Let's quickly go over what these two terms mean before we get into it.
Skill-Based Matchmaking (SBMM) is a system that pairs players with others who have the same skill level. It's been a part of COD for years now, though it has become a much bigger topic of conversation with Modern Warfare (2019) and every release since then. The idea is to keep things fair, but some think it makes the game too intense for casual players.
Disbanding lobbies means everyone has to queue up again with a whole new set of opponents after each match. And in my experience, that's where most of the frustration really starts to build. In older COD titles, you could stick around in the same lobby for several rounds.
That gave matches a natural progression—you'd start to recognize names, learn playstyles, and gradually adjust your strategy. Even if the other team was better, you had time to adjust. It made rematches more fun and kept the sessions flowing, but disbanding lobbies takes that away.
You're constantly being reshuffled, so you never get a chance to build momentum or learn from your last game. The constant resetting ruins any sense of rivalry or revenge. Outplayed means no rematch, and coming back stronger in the next round doesn't have the same thrill. It turns multiplayer into a series of disconnected one-offs.
That's more painful than most people realize, and it takes away the social aspect. There was a time when COD's multiplayer was filled with rising tension throughout matches.
Sometimes, it felt friendly; sometimes, it was competitive, but it always had meaning. Lobbies disbanding after every game means those moments hardly happen anymore. It feels surface-level these days as if the game is rushing through matches and not giving anything time to breathe.

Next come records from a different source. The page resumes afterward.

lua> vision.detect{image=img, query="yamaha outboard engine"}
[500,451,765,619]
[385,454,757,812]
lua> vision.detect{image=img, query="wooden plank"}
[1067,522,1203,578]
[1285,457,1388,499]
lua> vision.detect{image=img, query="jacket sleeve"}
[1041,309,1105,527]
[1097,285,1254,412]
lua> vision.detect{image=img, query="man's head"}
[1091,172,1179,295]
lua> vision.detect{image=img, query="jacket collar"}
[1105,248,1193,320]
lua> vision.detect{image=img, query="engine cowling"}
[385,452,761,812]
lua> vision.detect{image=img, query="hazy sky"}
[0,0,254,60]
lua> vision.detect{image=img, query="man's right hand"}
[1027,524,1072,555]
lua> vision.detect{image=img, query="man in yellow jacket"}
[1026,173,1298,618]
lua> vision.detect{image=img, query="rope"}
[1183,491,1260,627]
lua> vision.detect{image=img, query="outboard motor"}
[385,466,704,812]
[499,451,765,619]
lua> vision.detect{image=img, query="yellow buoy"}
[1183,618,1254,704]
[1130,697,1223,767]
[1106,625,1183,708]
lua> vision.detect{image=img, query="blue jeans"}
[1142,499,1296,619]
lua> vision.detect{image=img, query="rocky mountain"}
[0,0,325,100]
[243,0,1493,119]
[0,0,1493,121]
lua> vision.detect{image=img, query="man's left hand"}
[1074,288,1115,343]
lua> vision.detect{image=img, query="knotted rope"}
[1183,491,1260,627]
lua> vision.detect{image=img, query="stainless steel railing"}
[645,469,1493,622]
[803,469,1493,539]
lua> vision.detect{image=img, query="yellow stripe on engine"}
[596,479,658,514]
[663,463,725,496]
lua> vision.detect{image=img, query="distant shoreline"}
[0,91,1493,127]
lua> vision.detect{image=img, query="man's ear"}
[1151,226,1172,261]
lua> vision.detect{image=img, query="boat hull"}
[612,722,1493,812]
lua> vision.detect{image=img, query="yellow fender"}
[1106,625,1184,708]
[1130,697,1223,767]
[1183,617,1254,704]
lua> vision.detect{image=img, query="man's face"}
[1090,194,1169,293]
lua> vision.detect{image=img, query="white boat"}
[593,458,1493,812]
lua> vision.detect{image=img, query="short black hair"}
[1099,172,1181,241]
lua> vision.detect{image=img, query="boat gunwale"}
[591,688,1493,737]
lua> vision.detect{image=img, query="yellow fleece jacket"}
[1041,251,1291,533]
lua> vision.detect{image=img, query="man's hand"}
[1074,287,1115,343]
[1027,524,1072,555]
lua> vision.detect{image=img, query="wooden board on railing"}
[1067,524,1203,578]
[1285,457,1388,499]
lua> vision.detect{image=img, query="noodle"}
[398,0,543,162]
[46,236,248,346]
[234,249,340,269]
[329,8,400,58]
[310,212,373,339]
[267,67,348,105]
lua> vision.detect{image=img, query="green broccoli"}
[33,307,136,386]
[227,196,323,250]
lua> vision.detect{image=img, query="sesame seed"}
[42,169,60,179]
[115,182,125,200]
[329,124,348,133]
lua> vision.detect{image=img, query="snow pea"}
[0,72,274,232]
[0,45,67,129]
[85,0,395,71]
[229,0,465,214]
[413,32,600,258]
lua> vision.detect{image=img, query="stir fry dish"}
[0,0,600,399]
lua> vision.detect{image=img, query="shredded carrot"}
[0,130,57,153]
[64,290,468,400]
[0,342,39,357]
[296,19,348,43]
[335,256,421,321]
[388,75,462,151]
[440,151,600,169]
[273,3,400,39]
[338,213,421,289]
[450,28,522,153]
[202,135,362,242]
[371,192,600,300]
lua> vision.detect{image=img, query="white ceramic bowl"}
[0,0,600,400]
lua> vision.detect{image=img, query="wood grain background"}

The lobby resets happening so often don't necessarily improve performance either. The days of good lobbies with stable connections are gone. You're rolled into a new match that might end up being laggy or poorly balanced.
I've had solid games wrecked by that switch, all because the system starts from scratch every time. It's tempting to point fingers at SBMM when things get sweaty or frustrating, but the issue isn't SBMM by itself.
If lobbies stayed intact, players would have more time to adapt and improve. Losing wouldn't be so harsh, with a chance to turn things around.
The game resets every time, and that endless loop begins to take its toll. So, while the SBMM debate keeps going, I'd argue the real issue is the disbanding.
It's what removes the connection, progression, and momentum that made older COD multiplayer so fun.
That system's what deserves the criticism, not the matchmaking trying to keep things competitive.